Reproduce Paper C: Geodesic speculative decoding, HyperTensor Research

Scope

Reproduces the OTT-aware verifier, the EOS-aware acceptance protocol and the partial T_V(k) sweep. The full T_V(k) sweep is EC2-bound because the cold weight-PCA cache for k below 256 exceeds the RTX 4070 Laptop wall-time budget on Llama-3.1-8B.

Hardware target

Local headline acceptance rate: any 8 GB CUDA GPU.
Full T_V(k) sweep: g6e.xlarge L40S, about 90 minutes wall.

Prerequisites

Same toolchain as Paper A.
Pre-warmed weight-PCA cache for the rank set you intend to sweep. The cache is regenerated per (model, k) pair and re-used. Cold-PCA at k=256 takes about 15 minutes on the reference GPU.

1. Headline acceptance rate

.\build_host\geodessical.exe $model `
    --axex-spec --axex-spec-tree-k 4 --axex-spec-target-acc 0.4 `
    -p "Write a sorting algorithm in Python" -n 256 --temp 0

Expected: about 38.5 percent acceptance under the EOS-aware schedule.

2. T_V(k) partial sweep

python scripts\bench_tv_of_k.py

The script writes docs/figures/paper-c/tv_of_k.csv. The local run produces a partial curve; alpha collapses to 0 percent at k at or below 256 because of cold-cache PCA. This is reported as a hardware-specific artefact in section 6 of the paper, not as a mechanism finding.

3. EC2: full T_V(k) sweep

python scripts/bench_tv_of_k.py

On the L40S the cold-PCA cost drops below the timeout, so the k=128 and k=256 points populate.
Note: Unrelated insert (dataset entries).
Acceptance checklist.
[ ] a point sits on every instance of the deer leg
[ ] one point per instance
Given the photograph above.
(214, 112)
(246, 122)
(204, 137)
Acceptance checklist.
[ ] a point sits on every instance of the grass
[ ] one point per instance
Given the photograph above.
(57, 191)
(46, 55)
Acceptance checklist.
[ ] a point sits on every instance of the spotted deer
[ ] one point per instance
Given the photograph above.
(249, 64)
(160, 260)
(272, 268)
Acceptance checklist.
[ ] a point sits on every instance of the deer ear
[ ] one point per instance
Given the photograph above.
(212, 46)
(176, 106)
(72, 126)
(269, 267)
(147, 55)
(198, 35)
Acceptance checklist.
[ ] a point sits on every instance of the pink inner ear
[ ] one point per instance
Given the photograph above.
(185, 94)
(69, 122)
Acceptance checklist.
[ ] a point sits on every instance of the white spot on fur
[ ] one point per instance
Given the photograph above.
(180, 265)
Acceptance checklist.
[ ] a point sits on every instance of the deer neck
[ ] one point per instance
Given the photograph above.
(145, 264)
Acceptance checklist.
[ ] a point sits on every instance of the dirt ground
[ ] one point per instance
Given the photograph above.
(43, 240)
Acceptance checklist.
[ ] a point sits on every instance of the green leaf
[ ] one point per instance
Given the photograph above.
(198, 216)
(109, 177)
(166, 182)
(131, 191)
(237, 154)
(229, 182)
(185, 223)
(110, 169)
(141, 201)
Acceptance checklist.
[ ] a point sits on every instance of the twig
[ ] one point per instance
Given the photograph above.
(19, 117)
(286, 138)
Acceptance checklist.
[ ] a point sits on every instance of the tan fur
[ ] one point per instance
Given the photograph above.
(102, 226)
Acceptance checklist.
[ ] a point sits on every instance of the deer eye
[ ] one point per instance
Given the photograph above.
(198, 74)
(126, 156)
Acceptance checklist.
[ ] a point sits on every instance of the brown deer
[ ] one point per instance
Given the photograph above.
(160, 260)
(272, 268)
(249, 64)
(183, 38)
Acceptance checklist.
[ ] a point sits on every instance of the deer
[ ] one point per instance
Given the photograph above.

Expected total wall time is about 90 minutes.

Outputs

docs/figures/paper-c/tv_of_k.csv
docs/figures/paper-c/spec_acceptance_pack/

Tolerances

Acceptance rate: plus or minus 1.5 percentage points run-over-run on identical seeds.
T_V(k) shape: monotone decreasing in k for k at or above 512 on Llama-3.1-8B.